Last night he said, “Will you read that part of Heidi to me that you read last night?”

“You mean that part where you fell asleep?” I asked.

“Yeah,” that part, he said.

Two minutes later he asked, “Do you think you could not read Heidi tonight?” as his eyes dropped closed.

“Ya sleepy?”

“Yeah,” he said before drifting off .  As you can imagine, the jet lag has interfered a bit with our reading routines, but I’m been still trying my best to keep it going!

Last night as I read A Wrinkle in Time to my older boys, I keep nodding off.  After all it was almost 8:30.  Davy was sorely disappointed that I hadn’t read much so I got myself up, got in my pajamas, and then went back down to his room to read a bit longer, but I fell asleep again in five minutes.

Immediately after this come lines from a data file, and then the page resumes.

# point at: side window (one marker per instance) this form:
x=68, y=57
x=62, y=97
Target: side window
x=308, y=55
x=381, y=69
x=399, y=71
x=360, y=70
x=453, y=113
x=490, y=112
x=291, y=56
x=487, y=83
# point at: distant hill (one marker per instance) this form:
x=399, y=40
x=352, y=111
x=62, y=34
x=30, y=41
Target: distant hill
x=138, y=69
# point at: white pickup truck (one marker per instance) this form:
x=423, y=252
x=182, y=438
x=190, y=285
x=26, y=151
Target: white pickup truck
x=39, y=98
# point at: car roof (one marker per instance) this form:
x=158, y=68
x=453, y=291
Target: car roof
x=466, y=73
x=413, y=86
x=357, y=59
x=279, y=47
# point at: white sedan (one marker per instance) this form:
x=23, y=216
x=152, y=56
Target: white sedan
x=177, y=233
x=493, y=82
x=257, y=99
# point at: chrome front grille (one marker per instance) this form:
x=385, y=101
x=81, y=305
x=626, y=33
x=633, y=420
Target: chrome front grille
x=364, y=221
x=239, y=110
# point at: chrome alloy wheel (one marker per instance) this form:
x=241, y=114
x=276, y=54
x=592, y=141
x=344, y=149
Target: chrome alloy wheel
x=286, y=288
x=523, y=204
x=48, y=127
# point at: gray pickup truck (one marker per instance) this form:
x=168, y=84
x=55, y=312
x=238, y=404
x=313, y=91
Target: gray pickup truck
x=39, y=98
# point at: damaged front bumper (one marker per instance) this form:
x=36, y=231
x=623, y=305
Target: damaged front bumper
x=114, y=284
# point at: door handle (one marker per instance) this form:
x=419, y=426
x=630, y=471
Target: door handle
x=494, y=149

Finally, I got into my own bed with Debi in tow, explaining to me that since I hadn’t read Heidi to her, I owed her a Persian Cinderella story.  I got in bed and started reading it to her, and was just dying about halfway through.  I finished the book early, hoping she wouldn’t that there were about ten pages left.  I wouldn’t know because I was out before I could even hear her protest.

This morning I was delighted to see that I had slept in until 4:45 a.m.  So why am I so tired?

What I Love about A Wrinkle in Time

I am posting today from my IPhone. Can you believe such a thing is possible? I spend so much time cursing technology, but then there are moments that just blow me away.

I am spending my second night in Germany now. I miss the captain. I miss reading to the kids. But it’s always good to get a break from the routine—to get some more perspective. Like yesterday, I said to myself, “Why aren’t my kids doing more chores?”

I also thought that after my critique of A Wrinkle in Time, I should mention a few things I absolutely love about the book. L’Engle has such a gift with words.

She is so lyrical that it’s like reading poetry. I just love to read it aloud because it has a rhythm, a sense of continuity, and stopping almost seems like a betrayal to the book. Are we not invested in helping Meg look for her father? Every time we stop reading, I feel like we are letting Meg down.